Country music aside, I started thinking about how I motivate myself in general and if I could apply any of those techniques to writing.
For instance, everyday I email myself a to-do list, cleverly titled, " To do today" and I reply to that email throughout the day noting finished items. I leave at least one mundane task incomplete at the end of the work day, such as a bit of fabric ironing or label making. The next morning I use that mindless activity to get myself into work mode. I "reward"myself for less-loved tasks like product photography by giving myself permission to work on a personal sewing project when that job is done (why and how sewing is both my hobby and my work is a topic for another post). Also, like many self-employed folks, I create long term goals that I break into smaller , bird by bird, tasks.

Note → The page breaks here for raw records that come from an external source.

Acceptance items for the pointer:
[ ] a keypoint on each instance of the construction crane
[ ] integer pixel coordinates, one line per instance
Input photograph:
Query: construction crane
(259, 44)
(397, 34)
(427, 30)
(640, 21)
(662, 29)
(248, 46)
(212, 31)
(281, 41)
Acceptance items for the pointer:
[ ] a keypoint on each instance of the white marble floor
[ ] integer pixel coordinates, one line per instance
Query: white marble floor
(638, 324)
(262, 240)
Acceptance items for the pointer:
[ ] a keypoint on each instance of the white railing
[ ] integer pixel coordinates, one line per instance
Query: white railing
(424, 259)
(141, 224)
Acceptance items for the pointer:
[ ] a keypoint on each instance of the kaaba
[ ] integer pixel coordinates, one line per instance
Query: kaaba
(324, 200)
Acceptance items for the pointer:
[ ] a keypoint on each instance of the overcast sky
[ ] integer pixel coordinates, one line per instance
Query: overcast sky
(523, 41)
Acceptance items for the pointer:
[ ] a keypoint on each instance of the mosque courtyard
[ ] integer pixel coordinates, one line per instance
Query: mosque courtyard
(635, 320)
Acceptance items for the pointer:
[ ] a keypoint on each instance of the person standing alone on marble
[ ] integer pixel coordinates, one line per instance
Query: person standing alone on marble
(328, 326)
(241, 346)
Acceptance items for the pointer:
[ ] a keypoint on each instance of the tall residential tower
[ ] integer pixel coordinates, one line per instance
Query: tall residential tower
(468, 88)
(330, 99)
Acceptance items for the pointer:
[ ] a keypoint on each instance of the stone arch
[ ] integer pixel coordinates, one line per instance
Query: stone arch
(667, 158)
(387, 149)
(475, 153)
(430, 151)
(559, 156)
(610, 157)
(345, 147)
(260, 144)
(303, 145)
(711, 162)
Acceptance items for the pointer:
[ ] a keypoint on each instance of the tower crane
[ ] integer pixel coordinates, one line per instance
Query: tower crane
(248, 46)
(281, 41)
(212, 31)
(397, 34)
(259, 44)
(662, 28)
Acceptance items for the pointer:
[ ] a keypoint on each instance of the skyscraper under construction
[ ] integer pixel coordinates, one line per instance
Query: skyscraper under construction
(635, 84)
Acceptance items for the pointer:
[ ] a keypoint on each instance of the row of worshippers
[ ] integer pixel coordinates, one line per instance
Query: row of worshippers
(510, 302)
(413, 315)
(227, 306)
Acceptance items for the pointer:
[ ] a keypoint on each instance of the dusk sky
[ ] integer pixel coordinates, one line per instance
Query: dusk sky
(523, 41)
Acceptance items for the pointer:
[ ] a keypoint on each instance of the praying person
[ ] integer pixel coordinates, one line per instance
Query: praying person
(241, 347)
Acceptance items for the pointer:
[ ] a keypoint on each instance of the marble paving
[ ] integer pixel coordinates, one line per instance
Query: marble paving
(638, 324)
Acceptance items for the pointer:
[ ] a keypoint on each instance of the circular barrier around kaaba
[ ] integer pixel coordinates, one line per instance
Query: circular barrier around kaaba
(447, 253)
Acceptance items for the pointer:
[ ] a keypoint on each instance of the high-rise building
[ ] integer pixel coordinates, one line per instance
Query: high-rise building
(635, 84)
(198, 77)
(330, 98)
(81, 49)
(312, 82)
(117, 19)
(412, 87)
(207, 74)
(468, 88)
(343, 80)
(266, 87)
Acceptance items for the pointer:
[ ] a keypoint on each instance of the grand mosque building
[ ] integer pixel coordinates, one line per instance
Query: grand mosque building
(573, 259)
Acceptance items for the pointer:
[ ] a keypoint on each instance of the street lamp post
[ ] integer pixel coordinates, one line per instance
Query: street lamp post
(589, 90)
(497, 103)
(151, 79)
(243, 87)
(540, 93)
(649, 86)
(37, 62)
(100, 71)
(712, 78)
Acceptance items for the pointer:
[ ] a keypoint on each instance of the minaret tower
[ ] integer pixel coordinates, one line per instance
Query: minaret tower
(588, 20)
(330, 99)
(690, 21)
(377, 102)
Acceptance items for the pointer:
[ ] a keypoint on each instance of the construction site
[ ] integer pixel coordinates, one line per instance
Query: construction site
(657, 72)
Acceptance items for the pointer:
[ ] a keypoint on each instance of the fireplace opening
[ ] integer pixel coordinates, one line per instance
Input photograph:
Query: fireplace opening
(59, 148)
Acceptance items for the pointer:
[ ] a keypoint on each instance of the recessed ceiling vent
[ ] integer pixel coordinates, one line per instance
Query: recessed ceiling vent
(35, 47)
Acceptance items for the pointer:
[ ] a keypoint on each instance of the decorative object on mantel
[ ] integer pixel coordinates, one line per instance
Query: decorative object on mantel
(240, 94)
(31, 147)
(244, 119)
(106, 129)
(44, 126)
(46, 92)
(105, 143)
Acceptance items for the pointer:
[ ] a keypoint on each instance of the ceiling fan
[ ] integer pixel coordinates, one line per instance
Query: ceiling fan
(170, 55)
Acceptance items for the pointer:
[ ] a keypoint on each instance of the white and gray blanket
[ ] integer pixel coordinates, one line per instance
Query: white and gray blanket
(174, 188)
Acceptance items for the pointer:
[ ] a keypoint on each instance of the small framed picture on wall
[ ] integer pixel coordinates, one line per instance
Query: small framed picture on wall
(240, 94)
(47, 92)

My newest technique for establishing positive habits is monthly challenges which I primarily use to boss myself outside of work. This idea was prompted by a 12-day yoga challenge I did through my yoga studio. It meant going to class everyday for a specified 12-day period, at the end of which I would get a free t-shirt. At a cost of $120 for the 12 classes, that's the priciest free t-shirt I've ever gotten, but, it was well worth it. Along with getting better at standing on my hands and physical me, I learned so much about spiritual me. I was different in both body and mind after that challenge and I started wondering about translating that technique to other aspects of my life. Thus, the monthly challenges.
Sometimes they're basic; drink a glass of water every morning before I do anything else. Other times they focus on bettering eating habits and exercise, staying off social media, volunteering, and reading. Whatever the challenge, it's daily for a month and then reassess.
Today is June 1 and, scary as this is, I'm going to make daily (during the work week) blogging here my monthly challenge. I am super nervous about this because: (A) Writing is HARD. (B) I've never publicly announced one of my challenges before. (C) Did I mention writing is hard?
Like the yoga challenge that started it all, I'm curious to see how the experience will change me. I'll probably be better at writing, more mindful of what in my world merits writing about, and, possibly the beneficiary of unexpected dividends and knowledge.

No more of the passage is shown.